Un braquage ayant entrainé la mort de deux individus, a eu lieu, ce week-end, à Mbour. Cet évènement malheureux, survenu en plein jour au marché de la ville, renseigne le parquet de Mbour, implique un individu de nationalité guinéenne. Il s’était, informe le communiqué, introduit dans une «boutique de change, armé d’un pistolet automatique de marque Browning, de deux chargeurs et des cartouches de calibre 7.65 pour commettre un vol». Devant la résistance du gérant de la boutique, poursuit le procureur du tribunal de grande instance de Mbour, «l’assaillant a tiré un coup de feu sur lui, le blessant grièvement avant de faire encore usage de son arme plusieurs fois pour organiser sa retraite». Selon le maitre des poursuites, le gérant de la boutique et une autre personne venue à son secours ont perdu la vie des suites de leurs blessures par balle et trois autres personnes qui étaient proches des lieux ont été aussi grièvement blessées. «Après la commission des faits, le mis en cause a été immédiatement interpellé par les services de police dans un bâtiment public où il s’était retranché. Les premiers éléments de l’enquête ont permis d’identifier l’assaillant qui s’appelle Aly Kouyaté, né le 02 février 1985 à Nzérékoré en République de Guinée», soutient-t-il.

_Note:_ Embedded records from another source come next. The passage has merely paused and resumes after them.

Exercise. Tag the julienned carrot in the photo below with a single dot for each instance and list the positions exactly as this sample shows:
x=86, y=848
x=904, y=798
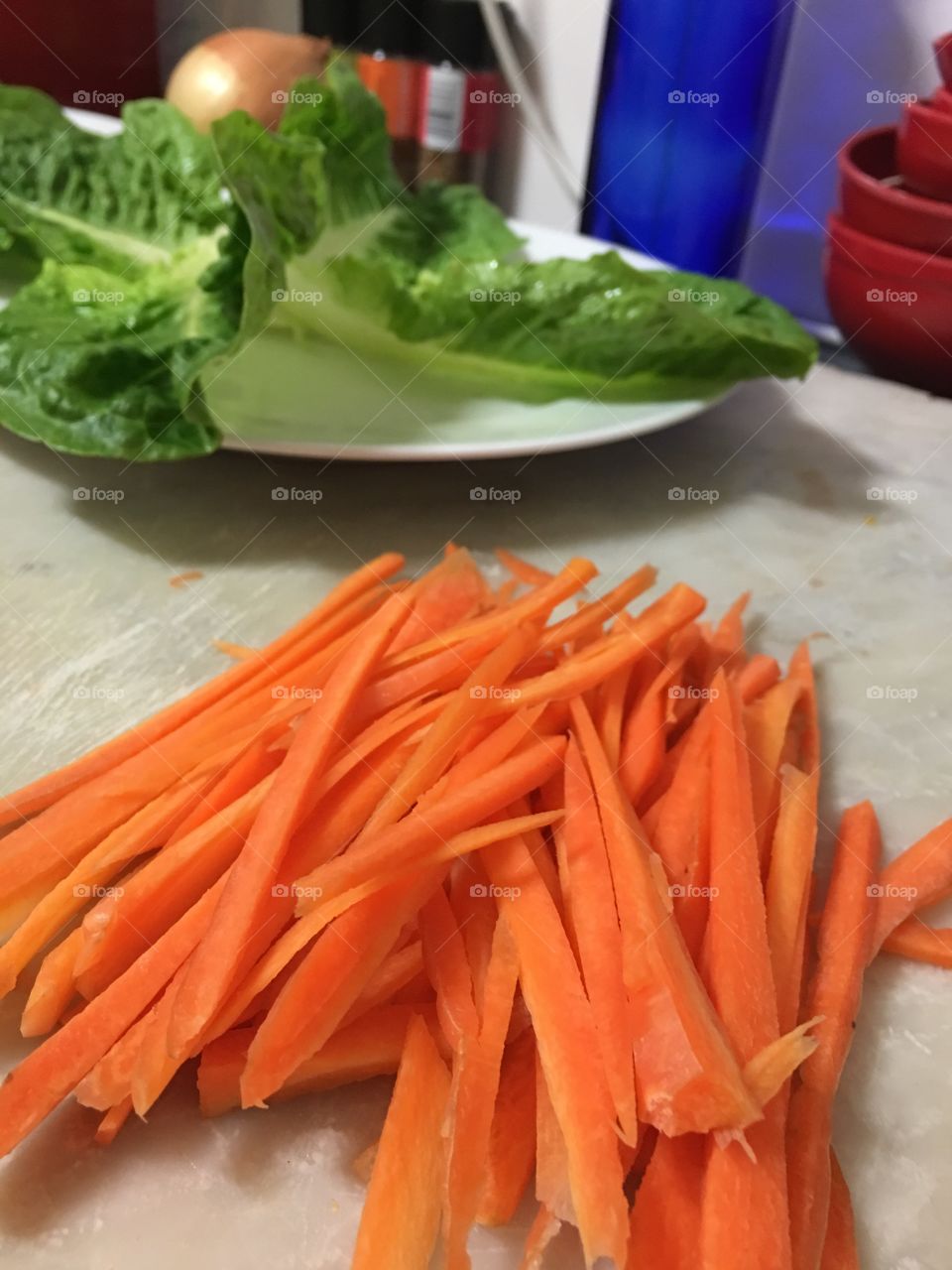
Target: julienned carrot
x=40, y=794
x=363, y=1049
x=843, y=948
x=522, y=570
x=221, y=957
x=678, y=826
x=921, y=875
x=567, y=1048
x=53, y=1071
x=512, y=1146
x=145, y=830
x=920, y=943
x=54, y=987
x=451, y=593
x=744, y=1214
x=417, y=834
x=326, y=983
x=665, y=1216
x=436, y=748
x=537, y=603
x=476, y=1074
x=839, y=1250
x=788, y=881
x=585, y=881
x=688, y=1078
x=647, y=728
x=402, y=1214
x=448, y=969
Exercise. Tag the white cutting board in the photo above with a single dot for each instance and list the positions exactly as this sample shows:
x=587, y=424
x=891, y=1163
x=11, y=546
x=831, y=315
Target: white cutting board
x=93, y=636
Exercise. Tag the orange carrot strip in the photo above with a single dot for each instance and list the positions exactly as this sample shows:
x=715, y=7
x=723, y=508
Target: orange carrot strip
x=476, y=1074
x=921, y=875
x=222, y=956
x=447, y=595
x=844, y=945
x=448, y=969
x=788, y=880
x=590, y=617
x=54, y=987
x=744, y=1214
x=53, y=1071
x=920, y=943
x=665, y=1218
x=145, y=830
x=567, y=1047
x=326, y=983
x=522, y=570
x=839, y=1250
x=41, y=793
x=538, y=603
x=402, y=1215
x=688, y=1078
x=512, y=1146
x=112, y=1121
x=368, y=1047
x=419, y=833
x=589, y=901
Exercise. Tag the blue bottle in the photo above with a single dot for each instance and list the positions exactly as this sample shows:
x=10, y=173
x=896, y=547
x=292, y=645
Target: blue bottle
x=684, y=107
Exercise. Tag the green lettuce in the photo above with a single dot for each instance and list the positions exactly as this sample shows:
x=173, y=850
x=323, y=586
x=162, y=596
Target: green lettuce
x=162, y=254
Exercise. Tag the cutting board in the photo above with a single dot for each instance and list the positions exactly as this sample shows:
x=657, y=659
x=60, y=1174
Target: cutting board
x=830, y=500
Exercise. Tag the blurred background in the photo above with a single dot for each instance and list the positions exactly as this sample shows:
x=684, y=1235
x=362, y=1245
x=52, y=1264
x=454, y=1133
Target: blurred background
x=705, y=135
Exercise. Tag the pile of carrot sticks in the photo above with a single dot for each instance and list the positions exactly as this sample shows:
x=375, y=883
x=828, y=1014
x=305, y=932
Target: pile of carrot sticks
x=553, y=873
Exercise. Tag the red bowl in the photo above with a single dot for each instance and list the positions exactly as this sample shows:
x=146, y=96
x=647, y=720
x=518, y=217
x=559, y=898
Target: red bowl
x=892, y=305
x=925, y=149
x=943, y=56
x=874, y=199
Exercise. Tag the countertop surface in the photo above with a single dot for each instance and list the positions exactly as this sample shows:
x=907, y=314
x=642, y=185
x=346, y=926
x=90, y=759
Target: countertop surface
x=830, y=500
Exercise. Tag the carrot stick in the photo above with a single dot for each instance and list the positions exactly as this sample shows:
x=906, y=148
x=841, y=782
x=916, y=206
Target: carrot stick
x=920, y=943
x=839, y=1250
x=46, y=1076
x=788, y=881
x=522, y=570
x=589, y=899
x=326, y=983
x=921, y=875
x=665, y=1218
x=221, y=957
x=41, y=793
x=448, y=969
x=512, y=1144
x=54, y=987
x=688, y=1078
x=476, y=1074
x=447, y=595
x=145, y=830
x=844, y=944
x=402, y=1215
x=744, y=1215
x=419, y=833
x=567, y=1047
x=368, y=1047
x=498, y=622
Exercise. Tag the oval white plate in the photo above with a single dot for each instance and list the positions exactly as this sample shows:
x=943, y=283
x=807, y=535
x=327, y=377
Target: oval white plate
x=373, y=411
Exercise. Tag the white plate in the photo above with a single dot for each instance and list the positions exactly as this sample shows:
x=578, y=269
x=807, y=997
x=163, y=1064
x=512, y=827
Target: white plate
x=389, y=413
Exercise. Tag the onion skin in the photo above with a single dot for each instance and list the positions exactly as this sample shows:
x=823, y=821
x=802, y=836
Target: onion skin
x=248, y=68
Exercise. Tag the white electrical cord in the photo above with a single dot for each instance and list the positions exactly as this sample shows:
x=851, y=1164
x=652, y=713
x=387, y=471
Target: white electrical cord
x=538, y=125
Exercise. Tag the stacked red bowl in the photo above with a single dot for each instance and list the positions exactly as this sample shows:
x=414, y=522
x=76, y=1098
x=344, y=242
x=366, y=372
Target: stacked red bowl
x=889, y=261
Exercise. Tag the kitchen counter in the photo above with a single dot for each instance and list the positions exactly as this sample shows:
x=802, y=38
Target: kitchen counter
x=830, y=500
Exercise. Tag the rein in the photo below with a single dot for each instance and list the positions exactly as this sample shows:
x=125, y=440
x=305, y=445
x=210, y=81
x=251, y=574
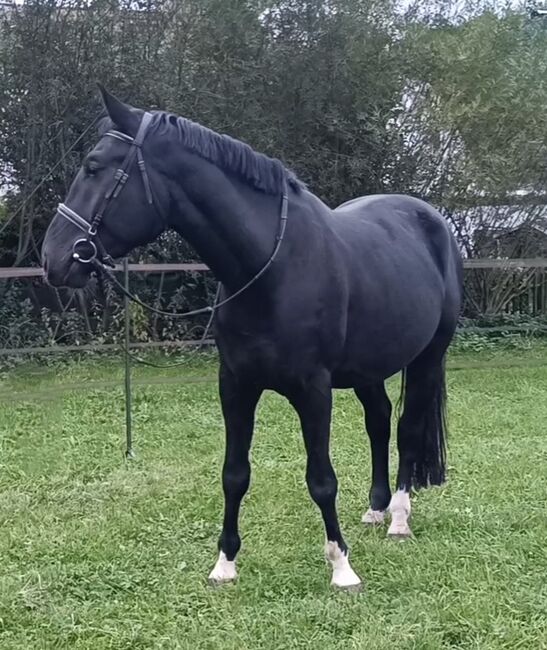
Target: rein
x=90, y=250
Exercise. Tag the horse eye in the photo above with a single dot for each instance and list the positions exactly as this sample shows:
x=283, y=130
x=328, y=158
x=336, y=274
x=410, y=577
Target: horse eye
x=90, y=169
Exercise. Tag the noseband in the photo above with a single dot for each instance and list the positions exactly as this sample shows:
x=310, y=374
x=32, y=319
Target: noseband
x=89, y=249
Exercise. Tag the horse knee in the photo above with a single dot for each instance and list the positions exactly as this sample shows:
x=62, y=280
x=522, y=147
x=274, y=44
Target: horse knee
x=322, y=489
x=235, y=480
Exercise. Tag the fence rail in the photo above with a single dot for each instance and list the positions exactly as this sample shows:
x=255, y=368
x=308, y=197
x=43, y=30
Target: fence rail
x=511, y=265
x=477, y=263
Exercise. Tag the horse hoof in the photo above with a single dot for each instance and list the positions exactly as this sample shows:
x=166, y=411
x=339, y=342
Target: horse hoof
x=399, y=532
x=223, y=572
x=220, y=582
x=373, y=517
x=356, y=588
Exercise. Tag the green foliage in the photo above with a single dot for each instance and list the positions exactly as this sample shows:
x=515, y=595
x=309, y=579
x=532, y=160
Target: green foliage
x=357, y=96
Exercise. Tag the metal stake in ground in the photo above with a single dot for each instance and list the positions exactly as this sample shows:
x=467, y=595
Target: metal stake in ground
x=129, y=453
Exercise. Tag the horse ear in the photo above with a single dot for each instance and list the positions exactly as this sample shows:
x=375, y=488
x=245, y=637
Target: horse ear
x=125, y=117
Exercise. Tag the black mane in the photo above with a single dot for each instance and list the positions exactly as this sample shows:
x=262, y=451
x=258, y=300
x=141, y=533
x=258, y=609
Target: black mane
x=266, y=174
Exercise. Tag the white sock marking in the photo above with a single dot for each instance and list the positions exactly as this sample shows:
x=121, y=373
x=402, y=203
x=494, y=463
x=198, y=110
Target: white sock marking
x=224, y=571
x=342, y=574
x=373, y=517
x=400, y=512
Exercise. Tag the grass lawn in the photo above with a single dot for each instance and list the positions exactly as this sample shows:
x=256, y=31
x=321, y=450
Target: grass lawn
x=99, y=553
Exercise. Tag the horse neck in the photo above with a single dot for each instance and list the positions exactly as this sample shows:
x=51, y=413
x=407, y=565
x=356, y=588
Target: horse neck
x=231, y=226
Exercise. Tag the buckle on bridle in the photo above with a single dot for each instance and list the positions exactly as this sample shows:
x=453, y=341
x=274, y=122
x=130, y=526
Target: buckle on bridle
x=92, y=249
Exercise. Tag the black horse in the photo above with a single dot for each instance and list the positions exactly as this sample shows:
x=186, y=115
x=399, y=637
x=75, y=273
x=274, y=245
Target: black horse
x=349, y=297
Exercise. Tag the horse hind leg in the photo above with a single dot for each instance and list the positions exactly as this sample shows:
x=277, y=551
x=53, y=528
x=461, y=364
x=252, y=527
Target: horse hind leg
x=420, y=435
x=377, y=409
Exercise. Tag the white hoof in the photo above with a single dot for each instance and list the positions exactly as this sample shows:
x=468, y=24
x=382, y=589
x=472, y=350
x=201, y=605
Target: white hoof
x=399, y=530
x=400, y=514
x=343, y=576
x=224, y=571
x=373, y=517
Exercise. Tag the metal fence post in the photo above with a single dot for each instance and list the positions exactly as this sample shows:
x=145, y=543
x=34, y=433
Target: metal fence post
x=129, y=453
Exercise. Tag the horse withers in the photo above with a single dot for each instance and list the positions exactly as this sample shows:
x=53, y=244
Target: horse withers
x=340, y=298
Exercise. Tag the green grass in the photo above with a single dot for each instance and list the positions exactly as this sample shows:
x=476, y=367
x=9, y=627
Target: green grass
x=96, y=553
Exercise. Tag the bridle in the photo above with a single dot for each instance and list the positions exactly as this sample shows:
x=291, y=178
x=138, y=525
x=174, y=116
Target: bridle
x=96, y=253
x=89, y=249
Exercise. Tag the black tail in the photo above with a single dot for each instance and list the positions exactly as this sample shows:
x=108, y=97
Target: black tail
x=428, y=426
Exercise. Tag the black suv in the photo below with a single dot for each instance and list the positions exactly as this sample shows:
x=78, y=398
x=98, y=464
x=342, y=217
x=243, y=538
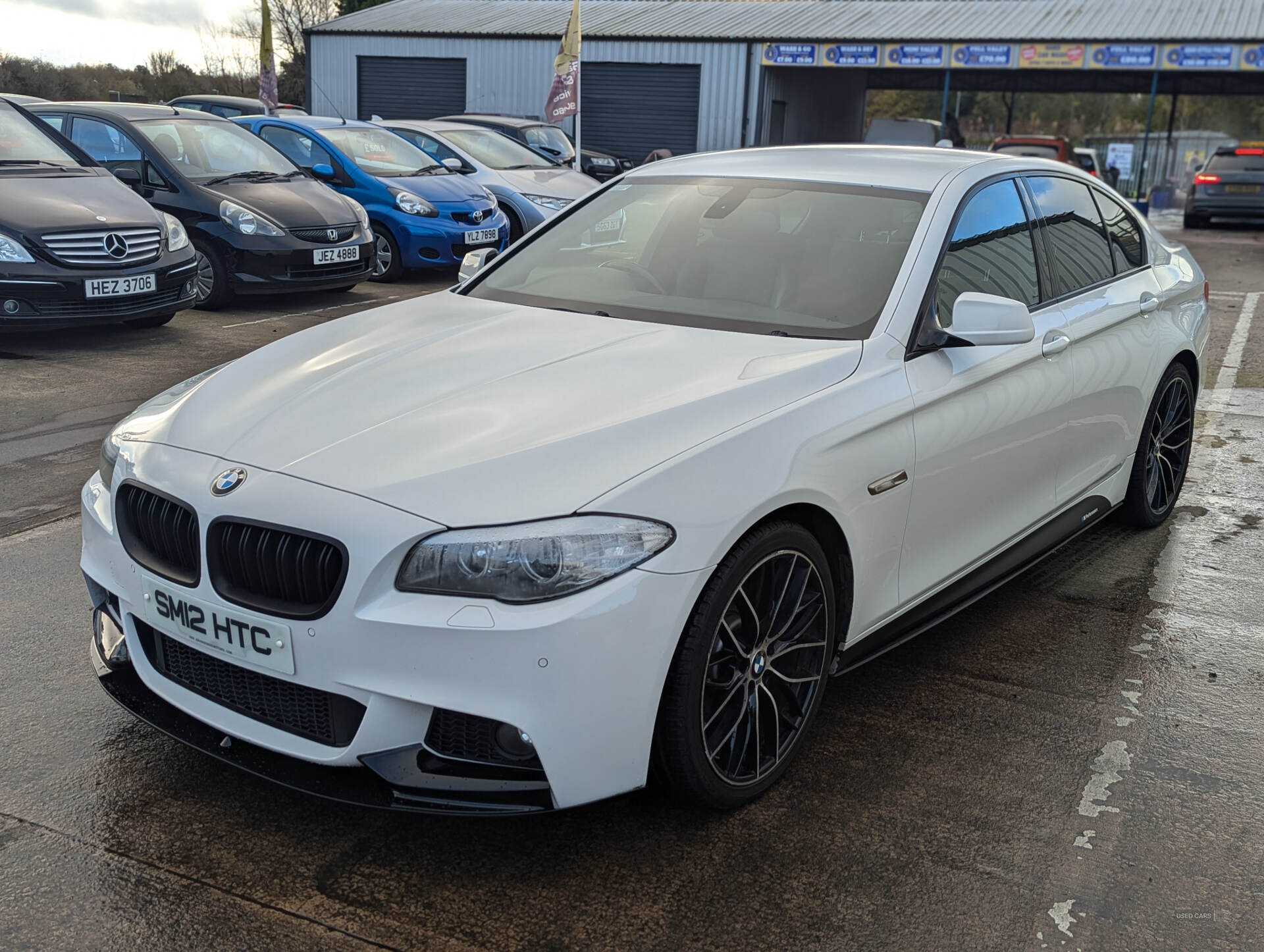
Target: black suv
x=76, y=246
x=550, y=142
x=259, y=224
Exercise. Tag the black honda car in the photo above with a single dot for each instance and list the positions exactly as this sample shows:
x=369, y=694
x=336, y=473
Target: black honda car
x=78, y=246
x=258, y=223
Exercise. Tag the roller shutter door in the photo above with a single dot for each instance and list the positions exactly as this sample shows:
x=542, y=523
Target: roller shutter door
x=631, y=109
x=409, y=88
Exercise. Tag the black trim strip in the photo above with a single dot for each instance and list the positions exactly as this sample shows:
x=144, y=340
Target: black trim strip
x=1020, y=556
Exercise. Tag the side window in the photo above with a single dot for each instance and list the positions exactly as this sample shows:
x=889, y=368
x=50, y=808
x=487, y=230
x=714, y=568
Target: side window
x=1124, y=233
x=295, y=147
x=990, y=252
x=1074, y=234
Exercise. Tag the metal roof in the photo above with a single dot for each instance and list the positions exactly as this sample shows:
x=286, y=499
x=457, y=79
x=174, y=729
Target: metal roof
x=822, y=19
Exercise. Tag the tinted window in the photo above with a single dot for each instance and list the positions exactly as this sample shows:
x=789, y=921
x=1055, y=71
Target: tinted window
x=1235, y=163
x=1125, y=234
x=299, y=148
x=105, y=143
x=1074, y=234
x=741, y=254
x=990, y=252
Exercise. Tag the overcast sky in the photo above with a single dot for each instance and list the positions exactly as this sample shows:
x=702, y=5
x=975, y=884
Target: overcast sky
x=122, y=32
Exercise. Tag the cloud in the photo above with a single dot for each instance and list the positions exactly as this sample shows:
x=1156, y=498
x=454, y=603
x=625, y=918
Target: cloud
x=156, y=13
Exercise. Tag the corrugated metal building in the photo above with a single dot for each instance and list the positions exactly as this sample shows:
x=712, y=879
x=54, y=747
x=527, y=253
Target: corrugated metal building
x=718, y=74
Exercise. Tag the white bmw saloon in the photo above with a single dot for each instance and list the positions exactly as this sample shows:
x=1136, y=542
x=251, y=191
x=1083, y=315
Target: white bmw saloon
x=616, y=508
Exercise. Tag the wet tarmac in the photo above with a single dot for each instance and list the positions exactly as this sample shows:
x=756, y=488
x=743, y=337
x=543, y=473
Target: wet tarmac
x=1074, y=762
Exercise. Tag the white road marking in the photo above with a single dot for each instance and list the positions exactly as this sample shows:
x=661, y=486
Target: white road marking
x=303, y=314
x=1109, y=766
x=1062, y=917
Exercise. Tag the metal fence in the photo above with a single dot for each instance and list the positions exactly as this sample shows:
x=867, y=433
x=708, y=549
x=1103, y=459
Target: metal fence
x=1169, y=163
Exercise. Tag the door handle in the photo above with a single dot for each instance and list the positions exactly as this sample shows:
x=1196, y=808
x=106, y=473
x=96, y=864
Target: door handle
x=1055, y=343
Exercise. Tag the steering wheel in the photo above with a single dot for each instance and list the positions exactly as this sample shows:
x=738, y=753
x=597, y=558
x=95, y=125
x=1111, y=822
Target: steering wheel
x=635, y=269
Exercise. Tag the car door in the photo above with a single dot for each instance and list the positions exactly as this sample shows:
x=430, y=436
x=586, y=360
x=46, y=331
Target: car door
x=990, y=421
x=1105, y=291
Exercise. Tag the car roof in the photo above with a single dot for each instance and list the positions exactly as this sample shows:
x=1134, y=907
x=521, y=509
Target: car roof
x=479, y=118
x=909, y=167
x=130, y=111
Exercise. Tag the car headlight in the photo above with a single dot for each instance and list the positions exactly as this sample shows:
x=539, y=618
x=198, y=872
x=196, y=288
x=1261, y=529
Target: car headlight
x=531, y=562
x=361, y=214
x=548, y=201
x=415, y=205
x=247, y=222
x=11, y=251
x=140, y=420
x=177, y=237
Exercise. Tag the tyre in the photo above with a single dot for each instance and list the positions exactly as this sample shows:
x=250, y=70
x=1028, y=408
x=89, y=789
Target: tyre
x=156, y=321
x=1163, y=452
x=750, y=672
x=388, y=263
x=213, y=278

Cet acte, d’après des spécialistes contactés par WalfQuotidien, évoque le franchissement de l’extrémisme violent au Sénégal. Même s’ils réfutent la thèse du terrorisme, ils pointent des failles dans le contrôle des étrangers. «C’est inédit. Ce sont des cas de délinquance qui se voient dans le monde. Ils sont très rares au Sénégal, surtout dans un marché», analyse Boubacar Sadio, commissaire divisionnaire de police à la retraite. Selon qui, c’est un signe de l’augmentation de la délinquance au Sénégal. «Les délinquants sont devenus plus téméraires. C’est un braquage en plein jour qu’on n’a jamais vécu. Le Sénégal ne connait pas ce genre de guet-apens. Mais, c’est loin d’un acte terroriste», estime-t-il. «C’est un étranger. Dans quelles conditions est-il entré dans notre pays ? Qu’est-ce qui a motivé son acte ? Il y a tous ces paramètres qu’il faut tenir en compte», fait savoir Boubacar Sadio. Selon lui, c’est l’occasion de régler beaucoup de choses. «Il faut profiter de cette situation pour revoir la sécurité au niveau des frontières. Il faut renforcer le contrôle des étrangers. Cela se fait dans tous les pays démocratiques», recommande-t-il.
Le Sénégal «est menacé»
Pour sa part, le commissaire divisionnaire à la retraite, Cheikhouna Keïta, rappelle que cet acte est venu confirmer des alertes qu’il avait lancées. «Le Sénégal est au centre du feu, entouré par des pays où l’instabilité n’est plus à démontrer. Nous avons tous ces pays qui nous entourent avec ces feux qui s’allument et s’éteignent de manière sporadique à la ceinture du terrorisme qui part de la Mauritanie vers le Golfe de Guinée, la Côte-d’Ivoire, le Mali, le Burkina Faso… C’est comme si nous sommes protégés par une sorte d’écharpe. Cette protection est relative. Ces genres d’incursions d’individus le prouvent», fait-il savoir. Selon lui, ce sont des tendances de délinquance transfrontalière qui se manifestent au niveau des frontières. Des secousses permanentes, dit-il, qui n’arrivent pas jusqu’à la capitale. Au niveau des frontières entre le Sénégal et le Mali, soutient-il, il ne se passe pas deux jours sans qu’on apprenne des infiltrations, des formes de délinquance ou des tendances terroristes qui se manifestent. «C’est une réalité. Le Sénégal est menacé. Les mesures de prévention sont insuffisantes. Au-delà de la délinquance, il y a une tendance terroriste qui se manifeste», prévient-il. Avant d’ajouter : «Ce n’est pas un acte terroriste, mais un comportement délinquant. Il serait lié aux formes de migrations collectives dans des zones instables vers des espaces de sécurité. L’éclatement de foyers de violences de la sous-région entraine le fait que des groupes d’individus se dispersent et cherchent à trouver d’autres territoires sur lesquels ils vont traduire autrement leurs comportements déviants. Il y a aussi des délinquants qui cherchent à aller s’exprimer ailleurs. Ils auront la facilité d’accéder à des armes dans les territoires d’accueil».